Mention of the latter hot property brought to mind the awesome prediction, now at large in some music circles, that the conventional grand piano as it has been known for the past two centuries may be going the way of the dinosaur.
"Not exactly," says Nero. "Maybe in the long run, say 100 years from today. But I think what's going to disappear is piano players. Electric instruments do too much of the work for you; they make it too easy to think you can play a piano. As with the Moog, there's no sensitivity of pressure required; they're all controlled by switches. The electric piano has a limited range, too; I've yet to see one with the full complement of 88 keys.
"I'm afraid we're producing a generation of cripples.
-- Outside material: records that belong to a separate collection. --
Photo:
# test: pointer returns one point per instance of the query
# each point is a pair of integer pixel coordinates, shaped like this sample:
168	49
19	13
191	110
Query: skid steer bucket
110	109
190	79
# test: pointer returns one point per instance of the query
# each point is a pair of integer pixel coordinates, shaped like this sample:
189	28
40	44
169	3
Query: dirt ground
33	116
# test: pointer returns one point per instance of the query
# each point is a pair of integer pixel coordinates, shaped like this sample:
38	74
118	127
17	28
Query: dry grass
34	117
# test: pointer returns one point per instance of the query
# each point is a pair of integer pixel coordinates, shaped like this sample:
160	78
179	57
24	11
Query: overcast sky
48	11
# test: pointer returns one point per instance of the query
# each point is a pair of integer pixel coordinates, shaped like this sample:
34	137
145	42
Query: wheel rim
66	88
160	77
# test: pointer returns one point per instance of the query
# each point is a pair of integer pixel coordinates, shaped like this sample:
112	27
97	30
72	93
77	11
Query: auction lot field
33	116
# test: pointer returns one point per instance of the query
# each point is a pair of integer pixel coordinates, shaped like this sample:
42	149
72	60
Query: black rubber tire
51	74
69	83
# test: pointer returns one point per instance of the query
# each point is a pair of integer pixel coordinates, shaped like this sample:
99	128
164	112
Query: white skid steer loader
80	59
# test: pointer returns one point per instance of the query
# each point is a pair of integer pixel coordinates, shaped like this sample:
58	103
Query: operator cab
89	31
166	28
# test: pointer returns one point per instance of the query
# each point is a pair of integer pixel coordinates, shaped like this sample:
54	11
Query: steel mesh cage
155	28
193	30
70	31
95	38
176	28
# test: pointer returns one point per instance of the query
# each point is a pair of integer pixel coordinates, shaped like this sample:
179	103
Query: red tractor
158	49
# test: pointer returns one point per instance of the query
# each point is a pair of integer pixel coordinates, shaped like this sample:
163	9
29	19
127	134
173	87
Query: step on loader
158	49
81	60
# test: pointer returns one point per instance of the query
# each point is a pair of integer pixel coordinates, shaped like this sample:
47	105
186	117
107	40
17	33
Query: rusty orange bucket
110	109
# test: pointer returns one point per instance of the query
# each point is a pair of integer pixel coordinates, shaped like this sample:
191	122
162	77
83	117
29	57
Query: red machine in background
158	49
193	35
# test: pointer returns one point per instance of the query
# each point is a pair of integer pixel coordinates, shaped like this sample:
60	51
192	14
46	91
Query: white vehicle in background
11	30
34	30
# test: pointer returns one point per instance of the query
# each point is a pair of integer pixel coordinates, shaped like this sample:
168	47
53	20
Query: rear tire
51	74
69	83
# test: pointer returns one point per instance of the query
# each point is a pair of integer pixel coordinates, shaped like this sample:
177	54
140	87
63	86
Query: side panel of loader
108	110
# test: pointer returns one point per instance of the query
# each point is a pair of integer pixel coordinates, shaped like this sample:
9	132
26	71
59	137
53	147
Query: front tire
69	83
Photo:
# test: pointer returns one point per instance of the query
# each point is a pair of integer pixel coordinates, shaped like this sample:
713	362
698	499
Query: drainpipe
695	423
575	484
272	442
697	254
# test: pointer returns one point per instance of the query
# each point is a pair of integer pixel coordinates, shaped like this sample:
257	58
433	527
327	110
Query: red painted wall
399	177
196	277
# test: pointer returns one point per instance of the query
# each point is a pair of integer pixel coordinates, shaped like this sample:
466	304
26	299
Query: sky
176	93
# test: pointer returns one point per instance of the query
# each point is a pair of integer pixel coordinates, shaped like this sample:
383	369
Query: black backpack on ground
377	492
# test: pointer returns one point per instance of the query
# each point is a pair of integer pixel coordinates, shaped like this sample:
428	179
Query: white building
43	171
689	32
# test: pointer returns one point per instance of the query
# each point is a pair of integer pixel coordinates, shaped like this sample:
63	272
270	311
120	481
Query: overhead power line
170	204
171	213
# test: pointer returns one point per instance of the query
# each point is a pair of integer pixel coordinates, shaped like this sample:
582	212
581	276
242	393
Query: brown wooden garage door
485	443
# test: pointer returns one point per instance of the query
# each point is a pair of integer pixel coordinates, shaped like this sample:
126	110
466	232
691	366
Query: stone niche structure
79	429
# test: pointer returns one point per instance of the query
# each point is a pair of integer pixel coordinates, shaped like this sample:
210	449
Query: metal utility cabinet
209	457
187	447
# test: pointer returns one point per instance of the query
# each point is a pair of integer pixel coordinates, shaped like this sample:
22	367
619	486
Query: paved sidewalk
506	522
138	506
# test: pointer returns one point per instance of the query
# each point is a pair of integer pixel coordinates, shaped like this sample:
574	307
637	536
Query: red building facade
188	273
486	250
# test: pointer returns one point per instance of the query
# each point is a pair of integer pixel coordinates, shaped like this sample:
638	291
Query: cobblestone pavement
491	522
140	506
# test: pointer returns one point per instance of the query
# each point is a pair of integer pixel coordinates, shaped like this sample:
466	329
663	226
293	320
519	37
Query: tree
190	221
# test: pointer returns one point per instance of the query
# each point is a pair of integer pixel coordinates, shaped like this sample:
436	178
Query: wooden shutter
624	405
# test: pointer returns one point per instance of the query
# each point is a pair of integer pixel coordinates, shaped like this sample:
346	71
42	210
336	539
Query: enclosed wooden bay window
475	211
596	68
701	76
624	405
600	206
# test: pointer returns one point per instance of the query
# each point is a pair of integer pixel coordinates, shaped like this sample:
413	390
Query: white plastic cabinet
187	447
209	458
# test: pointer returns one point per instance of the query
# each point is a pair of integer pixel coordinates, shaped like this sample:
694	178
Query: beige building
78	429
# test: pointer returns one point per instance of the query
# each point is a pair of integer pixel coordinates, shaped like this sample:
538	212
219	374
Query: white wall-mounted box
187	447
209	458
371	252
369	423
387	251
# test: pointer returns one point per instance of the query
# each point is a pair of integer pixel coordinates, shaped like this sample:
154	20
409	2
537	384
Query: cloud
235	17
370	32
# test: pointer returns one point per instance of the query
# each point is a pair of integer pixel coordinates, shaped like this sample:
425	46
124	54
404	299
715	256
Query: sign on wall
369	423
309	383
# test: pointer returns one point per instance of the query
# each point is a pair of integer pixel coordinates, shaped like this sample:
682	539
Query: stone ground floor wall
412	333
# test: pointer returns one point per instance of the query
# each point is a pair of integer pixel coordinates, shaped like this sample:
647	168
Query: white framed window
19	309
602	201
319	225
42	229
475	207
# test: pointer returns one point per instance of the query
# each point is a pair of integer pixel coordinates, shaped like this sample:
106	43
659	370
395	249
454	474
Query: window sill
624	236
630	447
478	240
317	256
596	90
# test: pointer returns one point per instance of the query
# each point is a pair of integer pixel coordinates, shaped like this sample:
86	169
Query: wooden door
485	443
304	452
Arrangers in New York keep telling me that when it comes to real pianists, for a record session, a good man nowadays is hard to find. Too many young musicians use electronics as a crutch. Instead of pianists, we're developing what they call 'keyboard' men. We're about to see a terrible decline in the number of people willing to sit down and master this instrument the way Art Tatum did, the way Oscar Peterson has.
"To get the most out of an electric piano, a Moog or even an electric guitar, it's necessary to have a good background in electronics. You must understand the principles of what it is to create a tone, what happens in terms of sound waves. That's why musicians have barely scratched the surface in this sound revolution; they've let the electronic people, the engineers, dominate the scene, because to musicians the technical end of it is still a mystery."

 

Another aspect of the switch-on syndrome, it seems to me, is the sense of planned obsolescence. With electronic inventions encroaching on every field- pop, then jazz and classical- the day may not be far off when conventional instruments will seem passe.
Nero disagrees. "When people find something new they tend to use it at first for the sake of its newness. In due course, the electric piano and the synthesizer will take their place as part of the general scenes 'they can't invalidate what preceded them.
"The violin is still around; it's been with us even longer than the piano, and aside from a few attempts to amplify it there haven't' been any essential changes.
"You can't throw out the natural sound of an instrument like the parlor grand. It has warmth that you just don't hear in an electric-piano or even an organ. I don't think an electric guitar can give you the emotional intimacy of the acoustic guitar. That's one quality no technological development can replace.
True enough; nevertheless, the children of men who saved for years to buy a handsome six-foot Steinway are spending $3,000 to buy their sons a small electric keyboard.
The dilemma confronting men like Nero is symptomatic of our times. Fascinated by innovations of an exploratory age, he experiments with them conscious that the disciplines they require, if not fewer, are radically different from those he learned under a scholarship at Juilliard.
"New courses are needed," he says. "I'm putting one together, and it won't be for piano students - it will be quote a keyboard course unquote."
The ultimate step, and its by no means farfetched, would be mandatory college courses combining music theory with electronic engineering. That, as Peter Nero knows all too well, is the sound wave of the future.